Quicken Loans Institutes Heter Iska, Resolving Halachic Concern


At the end of April, the Conference of Synagogue Rabbonim, Agudath Israel of America’s rabbinic association, issued a statement warning the Jewish public that loans taken out from Detroit-based Quicken Loans would run afoul of Jewish religious law’s prohibition of interest-taking, or ribbis. That issue has now happily been resolved.

A technical solution that can permit problematic loans is a financial arrangement known as a heter iska. The respected rabbinical group is now informing the public that Quicken Loans has approved use of a heter iska, enabling Jews to use the lender without transgressing the ribbis prohibition.

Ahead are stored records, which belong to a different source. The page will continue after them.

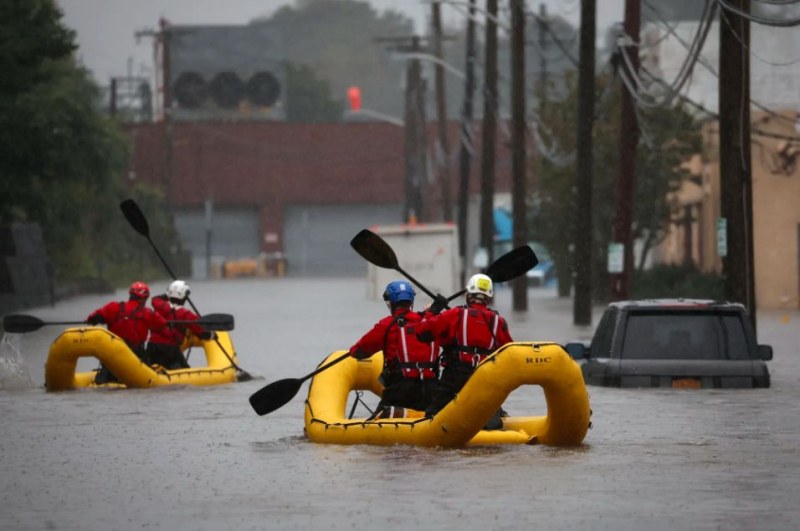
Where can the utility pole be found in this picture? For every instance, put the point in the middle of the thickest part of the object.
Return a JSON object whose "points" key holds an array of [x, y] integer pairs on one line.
{"points": [[734, 158], [414, 138], [629, 138], [489, 131], [541, 22], [465, 154], [582, 303], [441, 114], [519, 285], [161, 50]]}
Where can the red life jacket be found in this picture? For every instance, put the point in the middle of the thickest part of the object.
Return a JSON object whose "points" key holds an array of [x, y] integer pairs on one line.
{"points": [[130, 323], [478, 332], [175, 333], [403, 350]]}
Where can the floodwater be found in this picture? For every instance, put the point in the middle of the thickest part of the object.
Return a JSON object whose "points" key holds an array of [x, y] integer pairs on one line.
{"points": [[200, 458]]}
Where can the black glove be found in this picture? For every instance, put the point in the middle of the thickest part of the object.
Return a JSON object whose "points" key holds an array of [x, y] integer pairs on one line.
{"points": [[360, 354], [439, 304]]}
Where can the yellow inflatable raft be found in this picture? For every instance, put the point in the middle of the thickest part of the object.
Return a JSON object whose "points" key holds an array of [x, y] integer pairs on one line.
{"points": [[74, 343], [460, 422]]}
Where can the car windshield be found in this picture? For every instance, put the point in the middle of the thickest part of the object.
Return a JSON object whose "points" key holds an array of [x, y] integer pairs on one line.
{"points": [[685, 335]]}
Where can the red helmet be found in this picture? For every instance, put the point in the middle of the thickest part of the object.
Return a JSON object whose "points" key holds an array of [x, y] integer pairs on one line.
{"points": [[139, 290]]}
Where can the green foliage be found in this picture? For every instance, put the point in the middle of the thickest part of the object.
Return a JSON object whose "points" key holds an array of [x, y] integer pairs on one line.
{"points": [[61, 160], [669, 136], [673, 281]]}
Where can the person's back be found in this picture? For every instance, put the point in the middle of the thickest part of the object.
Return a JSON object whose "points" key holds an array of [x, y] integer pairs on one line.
{"points": [[131, 320], [164, 348], [467, 335], [410, 366]]}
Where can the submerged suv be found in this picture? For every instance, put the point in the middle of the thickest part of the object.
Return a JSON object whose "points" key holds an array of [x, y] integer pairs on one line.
{"points": [[674, 343]]}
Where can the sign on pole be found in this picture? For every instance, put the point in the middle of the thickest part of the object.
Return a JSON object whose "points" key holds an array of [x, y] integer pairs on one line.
{"points": [[722, 237], [616, 257]]}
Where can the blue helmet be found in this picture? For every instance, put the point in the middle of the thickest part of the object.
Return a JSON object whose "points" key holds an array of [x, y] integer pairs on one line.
{"points": [[399, 290]]}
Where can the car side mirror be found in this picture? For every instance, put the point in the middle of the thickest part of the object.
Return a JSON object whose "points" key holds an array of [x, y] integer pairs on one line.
{"points": [[765, 352], [577, 350]]}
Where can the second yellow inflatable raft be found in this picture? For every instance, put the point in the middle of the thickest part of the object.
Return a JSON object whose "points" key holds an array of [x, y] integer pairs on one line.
{"points": [[113, 352], [459, 423]]}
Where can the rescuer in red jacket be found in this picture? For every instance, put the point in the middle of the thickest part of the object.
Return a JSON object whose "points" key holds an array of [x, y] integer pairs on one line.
{"points": [[411, 367], [164, 347], [132, 321], [467, 335]]}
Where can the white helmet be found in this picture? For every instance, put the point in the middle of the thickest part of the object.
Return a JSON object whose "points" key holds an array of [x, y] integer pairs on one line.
{"points": [[178, 290], [480, 284]]}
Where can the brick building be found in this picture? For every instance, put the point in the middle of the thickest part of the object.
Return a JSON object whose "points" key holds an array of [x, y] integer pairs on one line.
{"points": [[299, 189]]}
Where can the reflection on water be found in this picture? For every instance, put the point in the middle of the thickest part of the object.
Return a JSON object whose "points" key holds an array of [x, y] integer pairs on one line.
{"points": [[14, 373], [199, 458]]}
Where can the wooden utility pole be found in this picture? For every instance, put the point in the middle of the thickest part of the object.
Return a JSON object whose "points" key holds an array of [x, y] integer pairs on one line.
{"points": [[541, 22], [519, 156], [489, 131], [628, 141], [465, 154], [441, 114], [414, 138], [735, 165], [582, 303]]}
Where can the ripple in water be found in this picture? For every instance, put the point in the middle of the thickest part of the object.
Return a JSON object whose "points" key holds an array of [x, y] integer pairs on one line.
{"points": [[14, 374]]}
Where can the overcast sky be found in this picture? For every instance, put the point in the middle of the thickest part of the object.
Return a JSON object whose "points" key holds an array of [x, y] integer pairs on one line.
{"points": [[107, 45]]}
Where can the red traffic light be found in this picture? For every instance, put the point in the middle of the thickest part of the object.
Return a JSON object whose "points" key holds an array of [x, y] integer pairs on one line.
{"points": [[354, 95]]}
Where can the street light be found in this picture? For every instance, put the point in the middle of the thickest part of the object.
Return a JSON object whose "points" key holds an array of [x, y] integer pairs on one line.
{"points": [[354, 96]]}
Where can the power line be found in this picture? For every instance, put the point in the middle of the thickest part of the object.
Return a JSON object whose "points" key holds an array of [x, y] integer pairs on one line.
{"points": [[778, 23]]}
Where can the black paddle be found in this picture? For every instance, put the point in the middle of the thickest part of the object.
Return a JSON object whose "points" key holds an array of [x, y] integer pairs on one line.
{"points": [[375, 250], [21, 324], [514, 263], [277, 394], [136, 218]]}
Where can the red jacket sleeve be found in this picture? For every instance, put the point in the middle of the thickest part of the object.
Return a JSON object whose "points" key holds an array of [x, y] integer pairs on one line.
{"points": [[503, 335], [182, 314], [372, 341], [436, 327]]}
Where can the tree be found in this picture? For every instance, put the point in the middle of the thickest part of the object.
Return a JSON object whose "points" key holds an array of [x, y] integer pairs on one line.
{"points": [[337, 41], [669, 137]]}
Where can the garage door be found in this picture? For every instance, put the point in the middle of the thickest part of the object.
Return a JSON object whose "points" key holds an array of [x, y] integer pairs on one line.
{"points": [[234, 234], [317, 237]]}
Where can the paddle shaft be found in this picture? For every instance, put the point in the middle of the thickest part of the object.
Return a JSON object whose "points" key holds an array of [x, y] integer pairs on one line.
{"points": [[278, 393], [136, 218], [20, 324]]}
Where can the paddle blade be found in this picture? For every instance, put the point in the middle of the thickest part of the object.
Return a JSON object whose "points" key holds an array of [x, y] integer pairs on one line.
{"points": [[20, 324], [135, 217], [275, 395], [216, 321], [514, 263], [374, 249]]}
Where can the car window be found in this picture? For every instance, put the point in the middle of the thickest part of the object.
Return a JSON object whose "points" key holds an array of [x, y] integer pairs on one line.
{"points": [[604, 335], [684, 335], [737, 340]]}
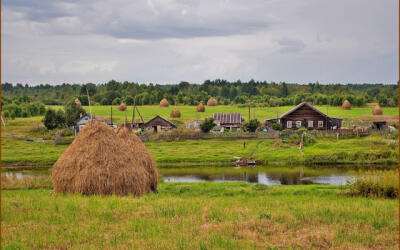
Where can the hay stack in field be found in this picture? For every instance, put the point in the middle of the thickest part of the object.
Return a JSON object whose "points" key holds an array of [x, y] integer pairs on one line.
{"points": [[175, 113], [377, 110], [212, 102], [99, 162], [164, 103], [137, 147], [122, 107], [200, 107], [346, 105]]}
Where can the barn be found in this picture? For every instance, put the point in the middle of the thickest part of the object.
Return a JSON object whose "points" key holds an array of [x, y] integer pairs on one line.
{"points": [[306, 115], [228, 120], [159, 123]]}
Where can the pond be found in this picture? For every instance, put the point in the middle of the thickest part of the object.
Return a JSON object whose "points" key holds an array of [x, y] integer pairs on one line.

Agudath Israel spokesperson Rabbi Avi Shafran noted that the heter iska does not retroactively reclassify existing loans issued before the heter iska was adopted. Nevertheless, he explained, since Quicken Loans’ practice is to sell all loans shortly after origination, many leading halachic authorities approve the continued use of these loans when they are no longer owned by Quicken Loans, without further corrective action.”

When the ribbis issue was first raised, Quicken Loans’ founder and chairman Dan Gilbert announced that he was assembling a committee to research the subject to, in his words at the time, “find a solution that the observant Jewish community, as well as our legal and capital markets team, finds acceptable.” Which he did, resolving the issue.

Rabbi Shafran thanked Quicken Loans for its quick and effective action. “The lender acted with alacrity and responsibility,” he said, “and we are happy to notify the public that Quicken has provided a reliable solution for its Jewish customers.”

Gary Torgow, chairman of Chemical Bank, the largest bank headquartered in Michigan, knows Mr. Gilbert personally, and expressed his own “great appreciation” for Mr. Gilbert’s quick action on the matter. “Dan Gilbert and his team at Quicken Loans wonderfully demonstrated deep sensitivity to the concerns of Jews around the world with his decisive action on this issue.”

“I’m extremely gratified,” Mr. Torgow added, “that Dan’s determination to do what needed to be done will benefit so many members of the Jewish faith.”

(YWN World Headquarters – NYC)


  1. anyone planing to get a loan with Quicken Loans, should realize that this is a Hetar eska kelloi, and not all Poskim agree that this is permissible, consult your LOR before getting a loan with them

  2. It’s difficult to comprehend the dynamics of the acquisition of the investment when Quicken sells the debt. Quicken and the “borrower” are each 50% owners of the investment (the house). By selling the “loan” to another bank, the borrower acquires the other 50%? Where’s the Kinyan? And when the Kinyan (if there is one) takes place, is the Jew given the opportunity to clarify whether there was a loss or depreciation of the investment? Banks in Israel publish their Heter Iska Kloli, and it says clearly that the borrowers can bring witnesses and swear etc and pay less than the loan amount. How does it work here? Additionally, if the borrowers aren’t aware of the Heter Iska, it’s invalid according to most Poskim, including Shulchan Aruch HoRav. So at the very least Chabad follows wouldn’t be able to rely on this at all.